Behind them, squatted in rows, sat two dozen Indians, watching us in ferocious silence.
XXI
THE CRISIS
For a while I lay there stupefied, limp-limbed, lifeless, closing my aching eyes under the glittering red rays of the westering sun.
My parched throat throbbed and throbbed; I could scarcely stir, even to close my swollen hands where they had tied my wrists, although somebody had cut the cords that bound me.
"Sir George," I said, in a low voice.
"Yes, I am here," he replied, instantly.
"Are you hurt?"
"No, Ormond. Are you?"
"No; very tired; that is all."
I rolled over; my head reeled and I held it in my benumbed hands, looking at Sir George, who lay on his side, cheek pillowed on his arms.
"This is a miserable end of it all," he said, with calm bitterness. "But that it involves you, I should not dare blame fortune for the fool I acted. I have my deserts; but it's cruel for you."
The sickening whirling in my head became unendurable. I lay down, facing him, eyes closed.
"It was not your fault," I said, dully.
"There is no profit in discussing that," he muttered. "They took us alive instead of scalping us; while there's life there's hope, … a little hope.... But I'd sooner they'd finish me here than rot in their stinking prison-ships.... Ormond, are you awake?"
"Yes, Sir George."
"If they–if the Indians get us, and–and begin their–you know–"
"Yes; I know."
"If they begin … that … insult them, taunt them, sneer at them, laugh at them!–yes, laugh at them! Do anything to enrage them, so they'll–they'll finish quickly.... Do you understand?"
"Yes," I muttered; and my voice sounded miles away.
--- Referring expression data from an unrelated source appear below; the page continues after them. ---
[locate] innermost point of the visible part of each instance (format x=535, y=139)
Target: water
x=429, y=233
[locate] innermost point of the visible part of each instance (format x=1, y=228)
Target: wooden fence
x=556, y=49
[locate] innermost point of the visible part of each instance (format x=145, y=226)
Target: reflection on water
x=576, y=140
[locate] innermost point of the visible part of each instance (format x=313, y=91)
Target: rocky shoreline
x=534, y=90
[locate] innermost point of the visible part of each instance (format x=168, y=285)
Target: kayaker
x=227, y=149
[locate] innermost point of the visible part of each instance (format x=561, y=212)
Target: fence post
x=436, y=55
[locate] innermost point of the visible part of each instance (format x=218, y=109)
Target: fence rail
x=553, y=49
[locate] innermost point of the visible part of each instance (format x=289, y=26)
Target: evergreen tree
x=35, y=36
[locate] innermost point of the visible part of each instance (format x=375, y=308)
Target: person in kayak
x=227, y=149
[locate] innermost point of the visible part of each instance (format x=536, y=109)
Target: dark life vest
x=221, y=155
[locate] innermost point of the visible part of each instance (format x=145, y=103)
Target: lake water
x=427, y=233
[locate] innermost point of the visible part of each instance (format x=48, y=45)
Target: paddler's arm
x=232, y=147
He lay brooding for a while; when I opened my eyes he broke out fretfully: "How was I to dream that McCraw could be so near!–that he dared raid us within a mile of the house! Oh, I could die of shame, Ormond! die of shame!… But I won't die that way; oh no," he added, with a frightful smile that left his face distorted and white.
He raised himself on one elbow.
"Ormond," he said, staring at vacancy, "what trivial matters a man thinks of in the shadow of death. I can't consider it; I can't be reconciled to it; I can't even pray. One absurd idea possesses me–that Singleton will have the Legion now; and he's a slack drill-master–he is, indeed!… I've a million things to think of–an idle life to consider, a misspent career to repent, but the time is too short, Ormond.... Perhaps all that will come at the instant of–of–"
"Death," I said, wearily.
"Yes, yes; that's it, death. I'm no coward; I'm calm enough–but I'm stunned. I can't think for the suddenness of it!… And you just home; and Ruyven there, snuggled close to you as a house-cat–and then that sound of galloping, like a fly-stung herd of cattle in a pasture!"
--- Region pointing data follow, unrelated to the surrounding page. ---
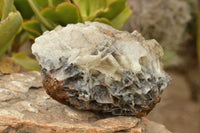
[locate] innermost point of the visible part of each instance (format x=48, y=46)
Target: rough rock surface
x=93, y=66
x=26, y=108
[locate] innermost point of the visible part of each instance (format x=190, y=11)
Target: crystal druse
x=94, y=67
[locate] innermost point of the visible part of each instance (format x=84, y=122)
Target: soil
x=176, y=110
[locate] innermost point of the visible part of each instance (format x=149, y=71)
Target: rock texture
x=92, y=66
x=26, y=108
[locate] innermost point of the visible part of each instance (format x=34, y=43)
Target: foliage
x=24, y=20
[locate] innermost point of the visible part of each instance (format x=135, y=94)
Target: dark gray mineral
x=94, y=67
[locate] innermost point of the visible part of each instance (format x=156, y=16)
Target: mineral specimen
x=94, y=67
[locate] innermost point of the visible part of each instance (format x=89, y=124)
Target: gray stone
x=93, y=66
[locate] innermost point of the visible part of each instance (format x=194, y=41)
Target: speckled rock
x=33, y=111
x=93, y=66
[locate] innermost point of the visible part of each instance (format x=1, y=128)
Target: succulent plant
x=11, y=22
x=50, y=13
x=93, y=66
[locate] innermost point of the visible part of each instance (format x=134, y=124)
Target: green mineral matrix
x=95, y=67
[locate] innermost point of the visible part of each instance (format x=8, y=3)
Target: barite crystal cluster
x=94, y=67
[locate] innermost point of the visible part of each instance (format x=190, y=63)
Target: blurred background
x=175, y=24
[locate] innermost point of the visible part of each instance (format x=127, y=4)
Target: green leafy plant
x=24, y=20
x=50, y=13
x=11, y=22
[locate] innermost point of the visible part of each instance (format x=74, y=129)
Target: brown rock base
x=26, y=108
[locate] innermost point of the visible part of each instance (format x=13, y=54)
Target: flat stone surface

"I think Ruyven is safe," I said, closing my eyes.
"Yes, he's safe. Nobody chased him; they'll know at the manor by this time; they knew long ago.... My men will be out.... Where are we, Ormond?"
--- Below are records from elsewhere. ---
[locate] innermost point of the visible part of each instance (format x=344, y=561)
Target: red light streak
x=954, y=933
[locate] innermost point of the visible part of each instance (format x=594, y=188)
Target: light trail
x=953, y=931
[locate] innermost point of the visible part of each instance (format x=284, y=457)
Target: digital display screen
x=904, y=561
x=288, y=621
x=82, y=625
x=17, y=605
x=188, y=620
"I don't know," I murmured, drowsily. The months of fatigue, the unbroken strain, the feverish weeks spent in endless trails, the constant craving for movement to occupy my thoughts, the sleepless nights which were the more unendurable because physical exhaustion could not give me peace or rest, now told on me. I drowsed in the very presence of death; and the stupor settled heavily, bringing, for the first time since I left Varick Manor, rest and immunity from despair or even desire.
I cared for nothing: hope of her was dead; hope of life might die and I was acquiescent, contented, glad of the end. I had endured too much.
My sleep–or unconsciousness–could not have lasted long; the sun was not yet level with my eyes when I roused to find Sir George tugging at my sleeve and a man in a soiled and tarnished scarlet uniform standing over me.